Reduce, reuse, recycle: why reduction should command attention first

The phrase “reduce, reuse, recycle” has been at the environmental movements’ forefront for years.

Resource conservation is emphasized through the phrase regarding to ecological concerns for the future of the planet and, therefore, humanity.

Recycling has received greater attention than reducing and reusing.

Recycling alone neither highlights the base issue, nor proposes preventative measures.

The exponential increase of material waste in our society should be addressed as a fault in mentality and our disregard for material possessions viewed in a larger context. First, we have to make reduction a priority.

“Reduce” begins the phrase because it is the first step toward a long-term, preventative approach.

We can recycle everything, but that does not account for ever-increasing product demand.

If consumerism remains stagnant, then this approach would work.

However, the reality is that we have fallen into unsustainable purchasing habits, often for no reason other than personal satisfaction.

The problem lies in many factors, and among them is displaced meaning pushed on us daily through corporate propaganda. Displaced meaning refers to our attention toward money and not what money represents.

Currency is merely a symbol for material goods and in it, we place higher value than possessions.

No longer do we focus on needs, but instead on how much we can afford to own.

This is reiterated daily through advertisements that push heightened consumerism as a status symbol.

Another misconception promoted through propaganda is that “new” and “clean” are synonymous terms. We often dispose of plastic containers and storage bags after one use instead of washing them.

We buy disposable cleaning wipes instead of wash cloths or sponges to prevent accruement of germs.

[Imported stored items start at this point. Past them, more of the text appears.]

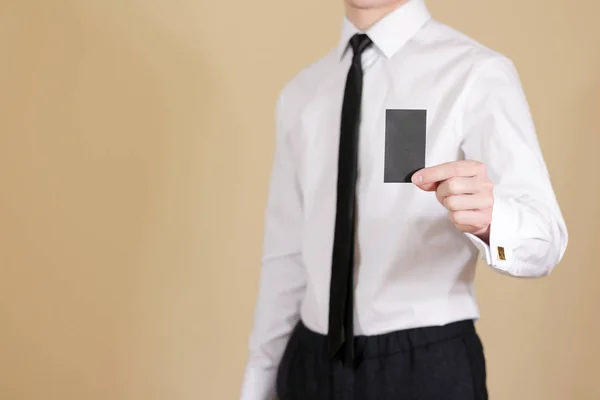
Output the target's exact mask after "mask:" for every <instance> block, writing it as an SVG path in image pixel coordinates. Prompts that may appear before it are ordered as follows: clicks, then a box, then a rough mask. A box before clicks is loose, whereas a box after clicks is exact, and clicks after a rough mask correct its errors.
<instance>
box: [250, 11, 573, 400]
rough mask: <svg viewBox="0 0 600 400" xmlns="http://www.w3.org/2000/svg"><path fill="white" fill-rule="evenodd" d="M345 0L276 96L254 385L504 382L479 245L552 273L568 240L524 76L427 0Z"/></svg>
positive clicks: (524, 274) (495, 252) (251, 371)
mask: <svg viewBox="0 0 600 400" xmlns="http://www.w3.org/2000/svg"><path fill="white" fill-rule="evenodd" d="M346 11H347V12H346V19H345V21H344V26H343V30H342V35H341V40H340V44H339V46H338V47H337V48H336V49H334V50H333V51H331V52H330V53H329V54H327V55H326V56H325V57H324V58H322V59H320V60H319V61H317V62H316V63H314V64H313V65H311V66H309V67H308V68H306V69H304V70H303V71H302V72H300V73H299V74H298V75H297V76H296V77H295V78H294V79H292V80H291V81H290V82H289V83H288V84H287V85H286V86H285V88H284V89H283V91H282V92H281V95H280V98H279V100H278V103H277V139H276V140H277V142H276V143H277V144H276V152H275V158H274V165H273V170H272V176H271V184H270V191H269V198H268V205H267V212H266V222H265V223H266V225H265V243H264V258H263V263H262V274H261V284H260V294H259V298H258V303H257V306H256V314H255V323H254V329H253V331H252V335H251V340H250V359H249V362H248V365H247V369H246V375H245V380H244V384H243V389H242V399H243V400H271V399H274V398H276V397H278V398H279V399H281V400H295V399H304V400H320V399H353V400H367V399H368V400H413V399H419V400H481V399H487V389H486V373H485V361H484V355H483V349H482V346H481V343H480V341H479V338H478V336H477V333H476V331H475V329H474V321H475V320H477V319H478V318H479V313H478V309H477V305H476V301H475V299H474V295H473V279H474V273H475V264H476V261H477V254H478V252H480V253H481V254H482V256H483V258H484V259H485V261H486V262H487V264H488V265H490V266H491V267H492V268H494V269H495V270H497V271H500V272H502V273H505V274H509V275H513V276H517V277H539V276H543V275H546V274H548V273H549V272H550V271H551V270H552V268H553V267H554V266H555V265H556V264H557V263H558V262H559V261H560V260H561V258H562V256H563V254H564V251H565V248H566V245H567V231H566V227H565V223H564V220H563V218H562V215H561V212H560V209H559V206H558V204H557V202H556V198H555V195H554V192H553V189H552V186H551V183H550V179H549V176H548V172H547V169H546V166H545V163H544V160H543V158H542V155H541V152H540V148H539V145H538V141H537V137H536V133H535V130H534V125H533V123H532V119H531V116H530V113H529V108H528V105H527V102H526V99H525V96H524V94H523V91H522V88H521V84H520V81H519V77H518V75H517V73H516V71H515V68H514V66H513V64H512V63H511V61H510V60H508V59H507V58H506V57H504V56H502V55H500V54H498V53H496V52H494V51H492V50H490V49H487V48H485V47H484V46H482V45H480V44H478V43H477V42H475V41H474V40H472V39H470V38H468V37H466V36H464V35H462V34H460V33H458V32H456V31H454V30H453V29H451V28H449V27H447V26H445V25H443V24H441V23H439V22H437V21H435V20H433V19H432V18H431V16H430V14H429V12H428V10H427V8H426V6H425V4H424V0H410V1H406V0H404V1H398V0H348V1H347V4H346ZM340 116H341V118H340ZM423 167H425V168H423ZM415 171H416V172H415Z"/></svg>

We are swayed by on-the-go packaging such as individually bagged snacks and 24-packs of water.

Instead, we could reduce materials by investing in water purifiers and reusable bottles, as well as packaging our own snacks in reusable bags.

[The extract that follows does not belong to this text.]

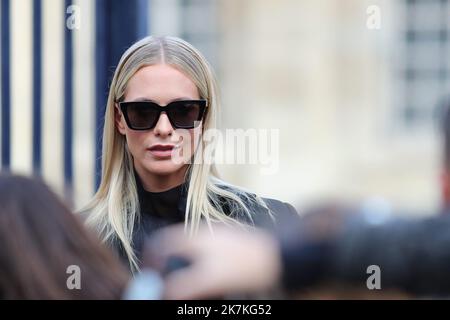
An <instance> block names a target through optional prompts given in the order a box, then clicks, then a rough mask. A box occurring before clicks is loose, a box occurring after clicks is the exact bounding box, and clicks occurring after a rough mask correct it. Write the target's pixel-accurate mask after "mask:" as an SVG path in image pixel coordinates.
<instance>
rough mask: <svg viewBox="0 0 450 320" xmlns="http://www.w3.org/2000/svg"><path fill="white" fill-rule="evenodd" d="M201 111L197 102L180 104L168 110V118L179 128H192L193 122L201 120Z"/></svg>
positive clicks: (177, 104)
mask: <svg viewBox="0 0 450 320" xmlns="http://www.w3.org/2000/svg"><path fill="white" fill-rule="evenodd" d="M201 111H202V107H201V105H200V103H199V102H180V103H179V104H177V105H176V108H173V109H171V110H170V113H169V117H170V118H171V120H172V122H173V123H174V124H175V125H176V126H177V127H179V128H194V127H195V121H199V120H201V119H200V116H201V114H200V113H201Z"/></svg>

We are driven by aesthetics and are quick to disregard products that don’t meet those standards.

Slightly damaged goods are often thrown away instead of applying the rational approach that damaged does not always mean unusable.

A large societal issue impeding broader effort toward waste conservation is political stigmas.

Environmental awareness is pigeon-holed as liberal and separates many from hearing its rational side.

Sustainable manufacturing and conservation practices are stereotypes for hippies and egocentric New Age-types, who are regarded as jumping on a cultural bandwagon doused in patchouli.

What should be discussed is the great impact our consumption rate has on many facets of society. With as much as we produce, there is no reason that such an alarming rate of people are starving and are impoverished in our country.

There is plenty to go around, but the increase in manufacturing costs leads to corporations taking the easy way out in order to amplify output.

This outsources jobs to other countries, diminishes supplies at a rapid rate and forces prices up.

These environmental issues have reason.

If you consider ever having children, just think of the position you are leaving them in. Think of the ideals you are reinforcing to them.

If nothing else, think of the people living now who are unable to comfortably survive because of our consumerist ideals.

It is understandable to want possessions and to reward yourself for your work, but consider that you can fall victim to those only concerned with maintaining their wealth.